The INF treaty was designed to prevent the spread of close-in weapons that would give a nation under attack only minutes or seconds to respond. It restricted the U.S. and Russia from fielding land-based nuclear and conventional missiles that had a range of roughly 300 to 3,500 miles. These weapons represented the most destabilizing type of missile systems: cheapest to build, maneuverable, and closest to the target. The treaty was signed by President Reagan in 1987 and ratified by the Senate the following year.
It was an open secret in Washington that compliance with the INF was lopsided. While the U.S. adhered to the treaty, the Russians quietly researched, tested, and ultimately deployed weapons, such as high-speed cruise missiles, that violated the INF accord. The U.S. offset those weapons with hundreds of air-launched and sea-launched warheads, allowing us to maintain deterrence in the face of Russian non-compliance. But the treaty had few fans in Washington. Moreover, the U.S. defense establishment worried about China’s unconstrained development of similar short and medium-range systems, a threat that seemed to go unanswered while Washington unilaterally clung to the INF.

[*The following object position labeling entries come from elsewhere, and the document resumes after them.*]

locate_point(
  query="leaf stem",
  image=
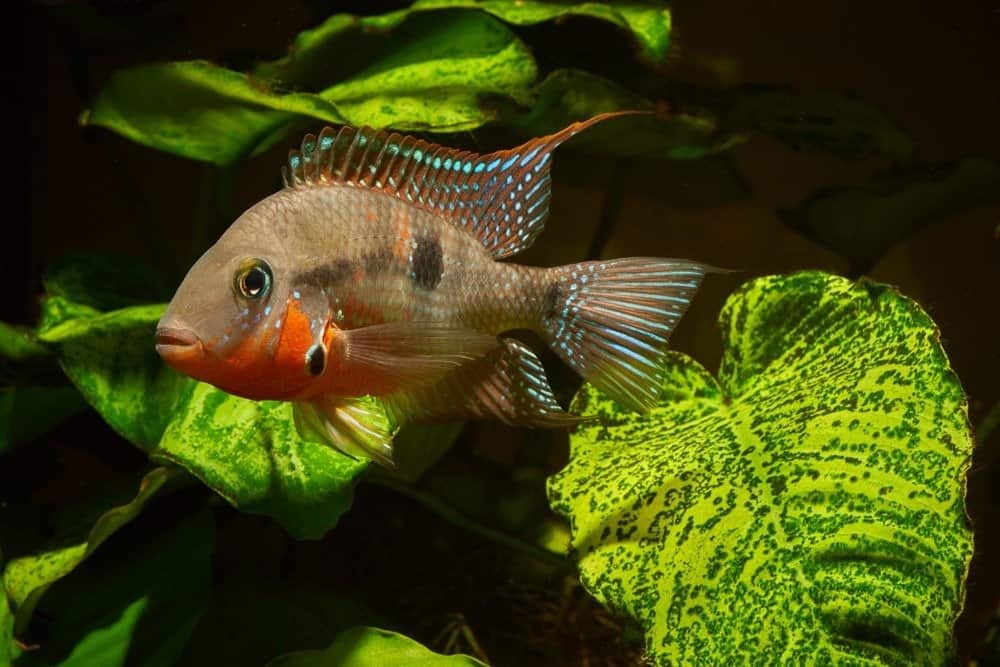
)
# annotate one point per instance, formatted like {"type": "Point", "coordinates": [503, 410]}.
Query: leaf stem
{"type": "Point", "coordinates": [450, 514]}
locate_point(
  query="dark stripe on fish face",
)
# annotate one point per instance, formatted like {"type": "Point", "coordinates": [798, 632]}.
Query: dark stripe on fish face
{"type": "Point", "coordinates": [427, 262]}
{"type": "Point", "coordinates": [315, 360]}
{"type": "Point", "coordinates": [327, 274]}
{"type": "Point", "coordinates": [553, 299]}
{"type": "Point", "coordinates": [378, 261]}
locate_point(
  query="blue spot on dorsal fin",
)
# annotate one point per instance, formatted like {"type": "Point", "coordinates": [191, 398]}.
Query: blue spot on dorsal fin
{"type": "Point", "coordinates": [474, 192]}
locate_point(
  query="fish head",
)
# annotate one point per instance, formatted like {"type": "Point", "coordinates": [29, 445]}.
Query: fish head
{"type": "Point", "coordinates": [236, 320]}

Some have wondered why Trump, whose fondness for Russia defies all Republican orthodoxy, would leave a treaty with Russia and risk a costly new arms race.
The answer lies in the four major strands of Trump’s seemingly haphazard foreign policy: his desire to build U.S. military capacity, including nuclear weapons, to contain China; to get out of deals where countries are perceived to be cheating against U.S. interests; and to create a closer relationship with Russia in general, and Putin in particular.

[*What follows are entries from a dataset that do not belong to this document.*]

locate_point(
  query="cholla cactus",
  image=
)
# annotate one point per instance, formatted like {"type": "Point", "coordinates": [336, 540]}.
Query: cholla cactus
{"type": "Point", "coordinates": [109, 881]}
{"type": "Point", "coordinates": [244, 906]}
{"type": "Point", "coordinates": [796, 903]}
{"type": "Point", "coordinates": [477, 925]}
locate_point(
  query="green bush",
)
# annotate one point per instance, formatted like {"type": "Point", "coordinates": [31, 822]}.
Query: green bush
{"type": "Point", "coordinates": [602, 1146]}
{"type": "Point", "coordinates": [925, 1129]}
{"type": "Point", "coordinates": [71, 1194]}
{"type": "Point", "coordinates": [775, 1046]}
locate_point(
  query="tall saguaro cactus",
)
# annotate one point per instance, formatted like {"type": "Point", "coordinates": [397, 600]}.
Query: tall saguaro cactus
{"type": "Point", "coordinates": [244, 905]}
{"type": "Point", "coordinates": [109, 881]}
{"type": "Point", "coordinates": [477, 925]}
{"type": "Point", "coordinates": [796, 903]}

But then there’s the fourth pillar of Trumpism, which is decidedly pro-Russia. This is where his relationship with Putin makes things dangerous.

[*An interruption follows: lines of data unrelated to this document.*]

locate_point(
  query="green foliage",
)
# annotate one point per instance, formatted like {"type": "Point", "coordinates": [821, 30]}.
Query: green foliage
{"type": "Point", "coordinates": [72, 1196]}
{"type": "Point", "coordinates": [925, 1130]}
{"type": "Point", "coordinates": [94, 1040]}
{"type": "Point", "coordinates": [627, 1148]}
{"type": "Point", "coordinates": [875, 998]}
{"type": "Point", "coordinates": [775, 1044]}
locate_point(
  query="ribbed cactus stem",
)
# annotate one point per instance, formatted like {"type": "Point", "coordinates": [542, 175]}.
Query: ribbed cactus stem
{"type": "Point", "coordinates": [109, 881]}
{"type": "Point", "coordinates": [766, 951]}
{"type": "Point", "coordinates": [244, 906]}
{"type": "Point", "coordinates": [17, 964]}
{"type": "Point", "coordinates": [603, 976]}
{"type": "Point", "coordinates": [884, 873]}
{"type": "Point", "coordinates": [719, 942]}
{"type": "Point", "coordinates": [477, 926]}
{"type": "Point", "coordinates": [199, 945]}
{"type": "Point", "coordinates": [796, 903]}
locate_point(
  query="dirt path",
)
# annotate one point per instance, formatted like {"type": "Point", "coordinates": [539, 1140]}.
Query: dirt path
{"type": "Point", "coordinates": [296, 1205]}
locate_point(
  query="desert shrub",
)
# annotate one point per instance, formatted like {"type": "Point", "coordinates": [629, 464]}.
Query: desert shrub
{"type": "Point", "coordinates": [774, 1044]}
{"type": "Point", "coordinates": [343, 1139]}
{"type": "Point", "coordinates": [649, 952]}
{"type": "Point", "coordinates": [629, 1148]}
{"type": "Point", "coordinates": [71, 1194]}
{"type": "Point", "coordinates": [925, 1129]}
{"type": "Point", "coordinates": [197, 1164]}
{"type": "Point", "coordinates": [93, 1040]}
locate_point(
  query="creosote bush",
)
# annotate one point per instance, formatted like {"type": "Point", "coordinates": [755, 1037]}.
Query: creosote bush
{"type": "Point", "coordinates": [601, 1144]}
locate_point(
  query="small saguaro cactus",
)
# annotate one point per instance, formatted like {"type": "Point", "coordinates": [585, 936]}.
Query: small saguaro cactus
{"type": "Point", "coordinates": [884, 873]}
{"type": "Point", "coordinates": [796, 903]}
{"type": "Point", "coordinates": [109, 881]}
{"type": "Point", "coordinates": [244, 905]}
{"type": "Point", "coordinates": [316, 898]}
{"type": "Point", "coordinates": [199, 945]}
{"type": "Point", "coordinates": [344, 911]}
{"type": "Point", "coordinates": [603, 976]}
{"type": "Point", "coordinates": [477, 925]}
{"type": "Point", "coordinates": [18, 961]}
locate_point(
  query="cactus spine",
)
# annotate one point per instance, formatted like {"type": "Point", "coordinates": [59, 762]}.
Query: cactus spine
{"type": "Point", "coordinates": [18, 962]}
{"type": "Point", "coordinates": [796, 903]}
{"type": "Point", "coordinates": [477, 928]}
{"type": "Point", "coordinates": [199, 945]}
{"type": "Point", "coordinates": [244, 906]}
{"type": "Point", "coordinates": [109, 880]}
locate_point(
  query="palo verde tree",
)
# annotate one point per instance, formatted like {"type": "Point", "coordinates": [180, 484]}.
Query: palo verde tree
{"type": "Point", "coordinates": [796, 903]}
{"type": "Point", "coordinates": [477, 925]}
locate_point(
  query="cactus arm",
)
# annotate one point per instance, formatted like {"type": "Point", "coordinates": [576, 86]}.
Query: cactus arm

The corollary to the “I-ended-a-bad-deal” approach is that Trump believes he can cut really good deals. The president loves to boast that he has made “better” deals with Canada, Mexico, Japan, South Korea, and he’s working on one with North Korea. He loves to announce deals, even if they are substantively similar to the ones he ended, like NAFTA, or when he doesn’t always know what he’s agreed to. After his summit with Kim Jung Un, he announced a halt to military exercises with South Korea, sending the Pentagon scrambling.
With clear adversaries, like Iran, Trump doesn’t want a deal; he prefers a state of conflict. But with leaders he considers friendly — even China’s Xi Jinping — he believes he can forge a better agreement.
In that vein, what comes after INF withdrawal? Trump’s track record suggests he will pursue a new deal with Putin, whom he admires and with whom he has already shown a penchant for secret diplomacy in Helsinki. Both presidents have been eager to engage and cooperate on a range of issues, including arms control, Syria, Ukraine, North Korea, counter-terrorism, and trade. The INF withdrawal may be a precursor to a wider U.S.-Russia agreement between the two presidents, which will be the primary agenda item for discussion when they meet at the World War I centennial commemoration in November in Paris.
The new Trump-Putin deal would likely allow both nations to build new weapons far in excess of what our generals think necessary. Russia’s expanded arsenal would threaten American allies in Europe; our arsenal would be designed to deter China while maintaining optionality for Iran and North Korea. Such a deal would simultaneously achieve all four of Trump’s foreign-policy objectives.
What’s less clear is how such a deal would make us safer. It would weaken the prospects for extending other arms control agreements with Russia. China would accelerate its burgeoning nuclear weapons program. India and Pakistan might follow suit. Iran could look to break out a weapons program, triggering nuclear research in Saudi Arabia, UAE, and on and on.
Without treaties, nations pursue their own interests — or what Trump calls “nationalism” — in the form of weapons programs and arms races. No one could be sure where all of this “nationalism” would lead.
What we do know is that a catastrophic confrontation among nations would be far more likely than it is today, speeding us all back to a dark and dangerous nuclear era we thought we had left behind.